Sunday, July 13, 2014

Mendik Dagdigdug...

Siapa Menteri Pendidikan kabinet berikutnya?

Ini tak kalah penting dari hasil 22 Juli 2014 nanti.

Penantian sangat panjang untuk sebuah hasil siapa yang menjadi pemimpin republik ini semakin menunjukkan kualitas pendidikan negri ini.

Akan bagaimana menyikapi sebuah masukan/inputan.
Bagaimana menyelidik kebenaran berita.
Bagaimana menyuarakan sebuah pendapat.
Bagaimana membedakan Kompasiana versus Kompas.
Bagaimana bersopan-santun, beretika dan bertepo-saliro dalam berbahasa.
Bagaimana berbagi dengan sesama (bukan menggurui).
Dan banyak lagi...

Memang ajaran dari rumah pun sangat punya andil dalam hal ini. Tapi kan gak ada kementerian rumah akhlak di Indonesia. Ada juga kementerian agama, yang...ya gitu deh.

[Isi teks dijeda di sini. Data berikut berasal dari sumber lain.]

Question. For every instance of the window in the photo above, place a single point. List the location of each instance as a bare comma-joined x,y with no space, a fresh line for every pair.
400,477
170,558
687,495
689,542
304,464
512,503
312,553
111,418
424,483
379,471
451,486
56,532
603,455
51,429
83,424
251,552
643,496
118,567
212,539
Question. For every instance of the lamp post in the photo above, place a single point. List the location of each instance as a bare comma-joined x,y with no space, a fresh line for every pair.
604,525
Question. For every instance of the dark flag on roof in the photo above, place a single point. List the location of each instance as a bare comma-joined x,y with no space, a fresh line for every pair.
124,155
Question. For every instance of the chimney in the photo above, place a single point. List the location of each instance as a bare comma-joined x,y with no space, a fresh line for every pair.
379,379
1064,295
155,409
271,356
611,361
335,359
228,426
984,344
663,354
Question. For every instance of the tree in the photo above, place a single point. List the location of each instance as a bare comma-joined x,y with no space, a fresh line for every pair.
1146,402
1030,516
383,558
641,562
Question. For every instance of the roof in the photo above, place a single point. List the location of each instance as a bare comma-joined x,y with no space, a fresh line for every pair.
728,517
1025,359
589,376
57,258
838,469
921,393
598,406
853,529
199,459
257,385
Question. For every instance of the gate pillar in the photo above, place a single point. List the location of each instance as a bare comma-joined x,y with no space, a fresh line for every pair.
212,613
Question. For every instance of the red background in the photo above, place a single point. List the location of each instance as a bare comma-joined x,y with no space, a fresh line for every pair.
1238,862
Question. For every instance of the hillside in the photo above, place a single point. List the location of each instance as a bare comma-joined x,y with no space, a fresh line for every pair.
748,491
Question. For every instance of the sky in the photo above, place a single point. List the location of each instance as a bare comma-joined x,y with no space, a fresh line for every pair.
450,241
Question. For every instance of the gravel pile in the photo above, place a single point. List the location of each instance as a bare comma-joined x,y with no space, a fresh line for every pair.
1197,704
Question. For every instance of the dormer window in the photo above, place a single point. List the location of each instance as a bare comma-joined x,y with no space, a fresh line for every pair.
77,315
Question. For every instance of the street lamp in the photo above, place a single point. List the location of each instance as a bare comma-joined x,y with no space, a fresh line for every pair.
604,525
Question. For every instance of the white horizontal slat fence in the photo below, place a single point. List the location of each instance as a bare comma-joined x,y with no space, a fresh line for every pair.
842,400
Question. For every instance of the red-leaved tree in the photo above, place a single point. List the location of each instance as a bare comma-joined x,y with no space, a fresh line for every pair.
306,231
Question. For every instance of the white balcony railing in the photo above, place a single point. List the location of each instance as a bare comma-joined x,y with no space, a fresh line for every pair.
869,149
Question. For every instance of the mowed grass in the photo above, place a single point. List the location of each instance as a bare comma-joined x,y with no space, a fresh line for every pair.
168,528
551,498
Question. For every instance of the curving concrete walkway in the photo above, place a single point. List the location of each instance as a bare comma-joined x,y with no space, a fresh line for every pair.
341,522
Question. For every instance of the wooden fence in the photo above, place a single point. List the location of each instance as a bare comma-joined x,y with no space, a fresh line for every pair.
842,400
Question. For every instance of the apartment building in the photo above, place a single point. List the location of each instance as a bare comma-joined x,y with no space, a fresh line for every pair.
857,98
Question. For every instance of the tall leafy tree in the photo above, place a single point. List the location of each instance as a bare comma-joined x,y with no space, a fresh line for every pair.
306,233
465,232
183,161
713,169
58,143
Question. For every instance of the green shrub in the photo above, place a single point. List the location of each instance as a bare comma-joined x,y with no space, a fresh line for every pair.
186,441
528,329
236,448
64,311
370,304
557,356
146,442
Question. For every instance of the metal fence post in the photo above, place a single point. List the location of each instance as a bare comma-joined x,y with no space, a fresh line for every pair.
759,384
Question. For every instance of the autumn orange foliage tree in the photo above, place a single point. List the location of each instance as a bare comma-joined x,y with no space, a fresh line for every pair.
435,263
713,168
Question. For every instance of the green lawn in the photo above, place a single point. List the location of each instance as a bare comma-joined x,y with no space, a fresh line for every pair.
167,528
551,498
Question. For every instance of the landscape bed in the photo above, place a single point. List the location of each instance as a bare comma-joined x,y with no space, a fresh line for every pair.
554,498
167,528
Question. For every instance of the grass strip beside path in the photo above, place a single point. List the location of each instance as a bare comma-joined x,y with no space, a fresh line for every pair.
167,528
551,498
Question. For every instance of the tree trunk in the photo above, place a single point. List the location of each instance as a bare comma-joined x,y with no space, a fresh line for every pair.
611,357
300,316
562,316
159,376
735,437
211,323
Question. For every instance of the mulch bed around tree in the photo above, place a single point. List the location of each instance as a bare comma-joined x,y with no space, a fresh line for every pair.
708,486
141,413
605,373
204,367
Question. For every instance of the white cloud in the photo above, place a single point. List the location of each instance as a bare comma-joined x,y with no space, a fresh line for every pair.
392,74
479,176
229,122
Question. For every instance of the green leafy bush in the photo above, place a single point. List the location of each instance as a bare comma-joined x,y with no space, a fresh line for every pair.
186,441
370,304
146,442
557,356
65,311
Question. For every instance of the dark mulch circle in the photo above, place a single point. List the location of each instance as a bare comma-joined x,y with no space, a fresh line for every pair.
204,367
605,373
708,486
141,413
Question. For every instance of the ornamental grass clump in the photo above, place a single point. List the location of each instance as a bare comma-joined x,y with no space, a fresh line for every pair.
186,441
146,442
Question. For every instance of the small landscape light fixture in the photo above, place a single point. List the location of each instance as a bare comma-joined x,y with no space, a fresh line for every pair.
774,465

Ada keterkejutan mental yang dialami bangsa ini sebulan terakhir. Masing-masing dihadapkan dengan 2 pilihan yang sangat kontras. Tidak ada pilihan ke 3 (karena golput sudah tidak masuk hitungan). Berlatar belakang sensasi dadakan, berpengetahuan seadanya (karena sebelum ini, masing-masing sibuk dengan urusan non bernegara, apa pun lah itu) semua lebur dalam pertikaian sebuah kemenangan.

Taunya cuma menang.

Apa dan bagaimana gimana nanti. Gimana temen/sodara/atasan ngomong aja, nanti contek, pakai sebagai alasan yang umum. Sukur-sukur untung. Sukur-sukur trendi. Kayak semua orang pergi ke mal.

Kalau ditanya kenapa pilih si anu, jawabannya bisa semirip orang cari di Google. Semua ada link-nya. Jadi-jadian atau tidak, ah kan itu 'resmi'. Liat deh namanya, V-O-A. Kira-kira begitu. Dan masih banyak nama plesetan lain. Suara dan Merdeka aja mirip/familiar kan? Hahahaha.

Tapi tidak banyak yang mendasari pilihannya dengan alasan yang, kalau tidak bisa dibilang rasional, setidaknya dia yakini sepenuhnya dan bisa dipertanggung-jawabkan.
Mungkin malas. Mungkin takut salah. Mungkin takut tidak berterima dengan lingkungan. Mungkin tidak terbiasa berdiskusi. Alhasil tidak ada pemahaman yang mendasar.

Lalu kenapa pendidikan?
Karena separuh dari waktu keseharian anak di Indonesia (yang beruntung) dihabiskan berlebur dengan sosialnya di sekolah. Ruangan yang semestinya melatih nalar, kemampuan bersosial, menerima ajaran dan membuka banyak wawasan.
Yang seharusnya menjadi menjadi pelatihan 'anak bangsa' yang ideal.

Lalu dia kembali ke rumah untuk mendapat kasih sayang orang tuanya. Kita, yang juga termasuk dari elemen itu. (Woi! Ngirim anak ke sekolah gak selesai di tugas guru lho. Plis deh.)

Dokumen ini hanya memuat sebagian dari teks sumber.